Equus evolved in the Old World during the Pleistocene epoch, giving birth to all extant species of the genus. Equus caballus, the modern horse, moved from Central Asia to much of Europe. Local types of horses, all breeds of this single species, undoubtedly evolved, and three of these—horse Przewalski’s (E. ferus przewalskii or E. caballus przewalskii) from Central Asia, the tarpan from Eastern Europe and the Ukrainian steppes, and the forest horse of Northern Europe—are widely regarded as the domestic horse’s ancestral stock. (Przewalski’s horse may be the last surviving distinct breed of wild horse when compared genetically with domesticated horses.) According to this line of thinking, Przewalski’s horse and the tarpan formed the basic breeding stock from which the southerly “warm-blooded” horses developed, while the forest horse gave rise to the heavy, “cold-blooded” breeds.

Related Questions

  • What was the original size of a horse?

    The earliest ancestral horse arose during the early Eocene, a hoofed, browsing animal technically named Hyracotherium but more often known as Eohippus, the “dawn horse.” Fossils of Eohippus, which have been found in both North America and Europe, show an animal that stood 4.2 to 5 hands (about 42.7 to 50.8 …

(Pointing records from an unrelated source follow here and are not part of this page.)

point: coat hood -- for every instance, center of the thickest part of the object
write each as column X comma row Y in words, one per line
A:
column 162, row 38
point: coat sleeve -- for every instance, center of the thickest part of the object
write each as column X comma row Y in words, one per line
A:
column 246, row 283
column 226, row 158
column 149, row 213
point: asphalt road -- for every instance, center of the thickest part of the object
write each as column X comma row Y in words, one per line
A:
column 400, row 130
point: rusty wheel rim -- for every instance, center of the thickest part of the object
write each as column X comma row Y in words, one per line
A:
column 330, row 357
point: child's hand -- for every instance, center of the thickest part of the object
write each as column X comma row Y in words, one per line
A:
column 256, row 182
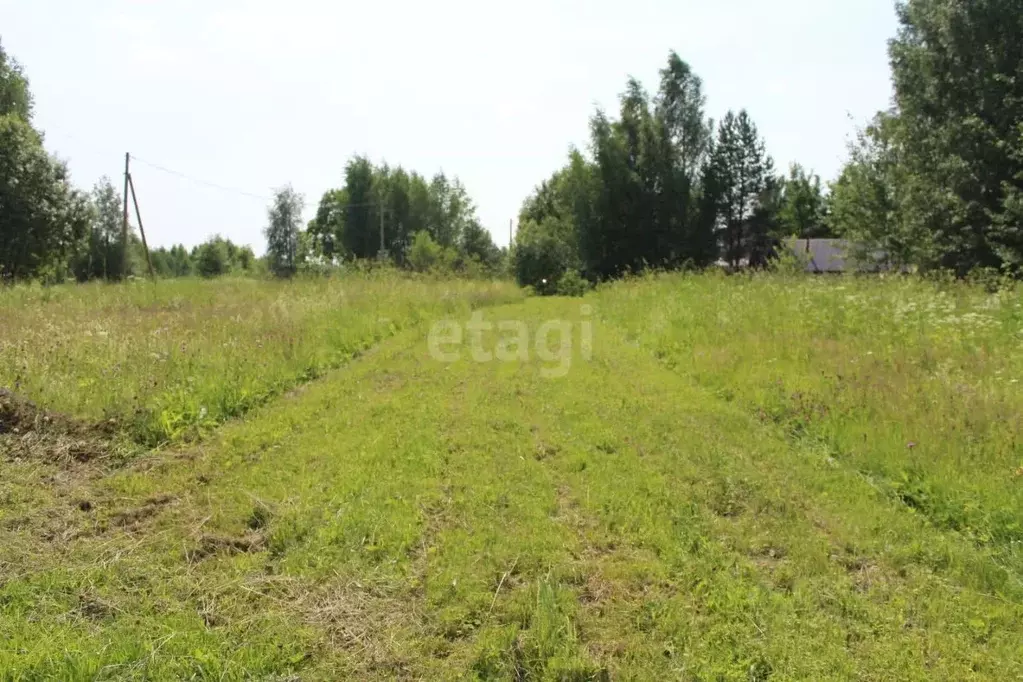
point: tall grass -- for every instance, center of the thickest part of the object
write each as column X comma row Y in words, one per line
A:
column 915, row 384
column 170, row 360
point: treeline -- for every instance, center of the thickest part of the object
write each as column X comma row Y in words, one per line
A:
column 51, row 231
column 663, row 186
column 934, row 183
column 385, row 212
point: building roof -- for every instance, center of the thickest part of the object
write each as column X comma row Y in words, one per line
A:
column 832, row 256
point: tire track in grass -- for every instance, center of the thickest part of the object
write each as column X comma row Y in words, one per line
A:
column 430, row 520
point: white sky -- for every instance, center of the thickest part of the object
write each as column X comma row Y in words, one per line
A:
column 256, row 94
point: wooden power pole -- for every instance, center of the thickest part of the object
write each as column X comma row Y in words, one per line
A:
column 130, row 186
column 124, row 224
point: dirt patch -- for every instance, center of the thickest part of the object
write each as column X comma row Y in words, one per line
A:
column 149, row 508
column 211, row 545
column 28, row 432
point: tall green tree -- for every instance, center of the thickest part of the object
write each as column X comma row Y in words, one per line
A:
column 284, row 220
column 872, row 205
column 959, row 95
column 685, row 137
column 803, row 209
column 43, row 219
column 102, row 254
column 740, row 172
column 15, row 97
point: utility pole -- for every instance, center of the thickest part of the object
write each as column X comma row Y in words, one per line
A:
column 124, row 224
column 138, row 214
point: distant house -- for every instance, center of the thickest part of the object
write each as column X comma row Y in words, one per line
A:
column 834, row 256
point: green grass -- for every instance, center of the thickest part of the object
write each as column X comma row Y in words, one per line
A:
column 669, row 509
column 172, row 360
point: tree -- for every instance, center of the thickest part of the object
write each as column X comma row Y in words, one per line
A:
column 15, row 98
column 360, row 233
column 802, row 211
column 284, row 218
column 102, row 254
column 959, row 96
column 212, row 258
column 425, row 254
column 685, row 137
column 740, row 172
column 479, row 245
column 763, row 233
column 42, row 218
column 871, row 201
column 542, row 255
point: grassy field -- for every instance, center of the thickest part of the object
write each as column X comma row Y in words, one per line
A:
column 169, row 362
column 745, row 479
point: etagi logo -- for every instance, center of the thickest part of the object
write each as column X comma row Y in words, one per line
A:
column 552, row 342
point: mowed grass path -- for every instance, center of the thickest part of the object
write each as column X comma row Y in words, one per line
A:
column 403, row 518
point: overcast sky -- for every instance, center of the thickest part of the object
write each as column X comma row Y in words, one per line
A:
column 254, row 94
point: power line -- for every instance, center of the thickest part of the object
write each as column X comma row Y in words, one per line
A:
column 234, row 190
column 214, row 185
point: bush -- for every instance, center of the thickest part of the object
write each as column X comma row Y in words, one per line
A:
column 572, row 284
column 213, row 260
column 542, row 257
column 425, row 254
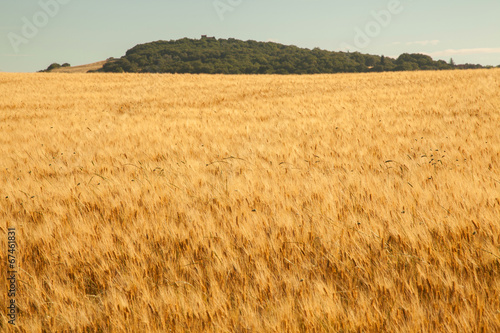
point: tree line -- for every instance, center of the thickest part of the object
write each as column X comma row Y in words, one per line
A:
column 232, row 56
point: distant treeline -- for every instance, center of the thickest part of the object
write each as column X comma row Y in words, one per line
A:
column 232, row 56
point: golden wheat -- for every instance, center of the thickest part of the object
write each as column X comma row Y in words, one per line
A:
column 185, row 203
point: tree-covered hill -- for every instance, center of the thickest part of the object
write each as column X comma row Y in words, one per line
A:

  • Why did horses become bigger?

    The forest was replaced by grassland with shrubs, akin to steppes or grasslands. The horses of the time altered as they adapted and responded to their changing surroundings. They expanded in size (Mesohippus was roughly the size of a goat) and lengthened their legs, allowing them to run quicker.

  • Did horses used to be the size of cats?

    According to US experts, the Planet was hotter than it is now more than 50 million years ago, when horses the size of household cats roamed the woods of North America.

  • How did horses originally look?

    Hyracotherium, a little woodland mammal from the early Eocene, was the first equid. It looked nothing like a horse (10 – 20″ tall). It had an arched back, a short neck, a short nose, short legs, and a long tail, much like a dog.